In many ways, Q4 2016 was a tale of two halves. The buyer holdout that stretched into mid-November was countered by major action in San Francisco, the Mid-Peninsula and Alameda County—all beneficiaries of pent-up demand caused by the market’s uncertainty regarding the election. As such, a year marked by increased stability in both sales prices and sales volume witnessed a streak of dramatic behavior more in line with what we’d witnessed in previous years. However, once the dust settled a strong and stable market emerged. And so did some valuable insight toward early-2017 market activity.
A main story this quarter was the massive movement in the upper-end of the San Francisco and Mid-Peninsula markets. When the economy regulated in the wake of the elections, a noticeable amount of high-seven-figure and eight-figures homes that had been on the market for months were finally absorbed. This activity helped San Francisco to a record quarterly average sales price of $1.833 million, and San Mateo County to its second-highest-ever average sales price of $1.66 million. San Francisco also posted a staggering 25 percent year-over-year gain in its luxury sector—defined by the top ten percent of sales in an area.
While these numbers were certainly impressive, there were plenty of signs in more affordably priced areas like Contra Costa, Alameda and Napa Counties that should motivate buyers to move at a quicker pace. Napa County, in particular, saw its average sales price down 13 percent and its total sales volume up by the same margin. While a swing that heavily in favor of buyers shouldn’t last long, it is a signal of a lower-end market that is expected to deliver an influx of new inventory in early 2017.

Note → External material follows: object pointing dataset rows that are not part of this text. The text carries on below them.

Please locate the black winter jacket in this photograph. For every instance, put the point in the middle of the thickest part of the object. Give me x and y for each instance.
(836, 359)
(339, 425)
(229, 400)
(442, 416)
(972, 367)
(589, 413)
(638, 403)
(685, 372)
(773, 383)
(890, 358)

We can also look to reports regarding increased wage growth and continued strong indicators in the tech sector to help support an active real estate market. To this end, California Association of REALTORS® Vice President and Chief Economist, Leslie Appleton-Young recently said, “With the California economy continuing to outperform the nation, the demand for housing will remain robust even with supply and affordability constraints still very much in evidence. The net result will be California’s housing market posting a modest increase in 2017.”
Even modest sales growth in 2017 would be a boon to an area that saw six of its seven counties’ sales volume dip due to limited inventory for the fiscal year of 2016. And when one factors in that sales prices are not expected to climb by more than a few percentage points on the year, market health looks even more stable. After all, an easing in the rate of appreciation also signals a more balanced market that allows buyers and sellers to perform due diligence, giving both a strong voice at the negotiating table.